The Talmud (Megillah 10b) teaches that the angels wanted to sing a song of praise to God at the Red Sea, and God responded, "My creations and handiwork are drowning in the sea, and you want to sing!?"

For this reason, the Torah doesn't describe Pesach as the Yom Tov when God punished the Egyptians, but rather as the Yom Tov when God freed us from Egypt. Similarly, on Chanukah our celebration is only due to the miracle of the oil that burned for eight days and of the rededication of the Holy Temple, but not of the military victory over the Greeks.

Similarly, Purim wasn't established to commemorate the death of Haman or the defeat of our enemies. Rather, we celebrate Purim on 14 Adar, the day when the Jews were able to rest and return to their normal lives of serving God without distractions. He adds that this had the additional benefit of not inspiring jealousy on the part of our Achashverosh and our other non-Jewish neighbors. During the time between the original miracle of Purim and its enactment as a Yom Tov, the number of anti-Semitic enemies had surely increased, and the last thing Mordechai wanted to do was give them ammunition and reason to hate us more.
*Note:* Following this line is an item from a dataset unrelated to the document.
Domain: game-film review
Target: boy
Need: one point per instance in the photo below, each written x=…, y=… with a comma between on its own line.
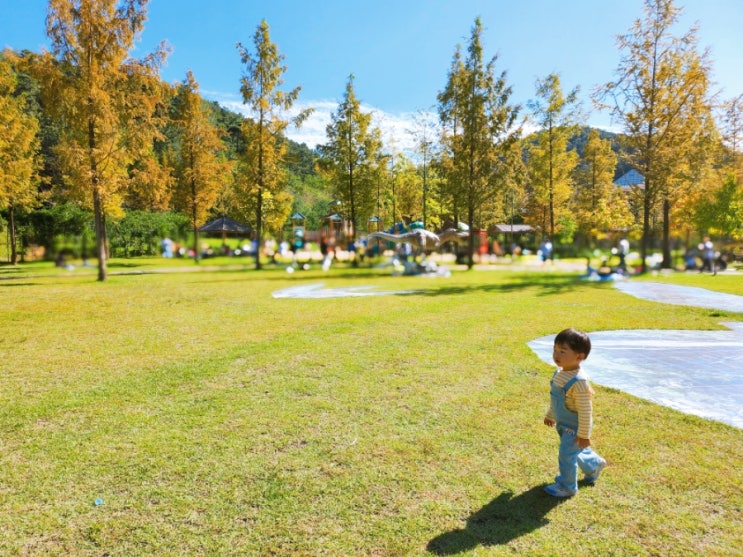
x=571, y=411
He adds that for this reason, the Torah commands us in Exodus 12:16 to make a Yom Tov on the seventh day of Pesach, while the Jews were still in Egypt and well before they had arrived at the Red Sea. The reason is that if God only told us to make a festival on the seventh day of Pesach after the splitting of the Red Sea, we might mistakenly think that it's a Yom Tov to celebrate the death of the Egyptians. Therefore, it was told to them in advance to make it clear that it is part of the celebration of the Exodus from Egypt, but not a commemoration of the downfall and suffering of the Egyptians.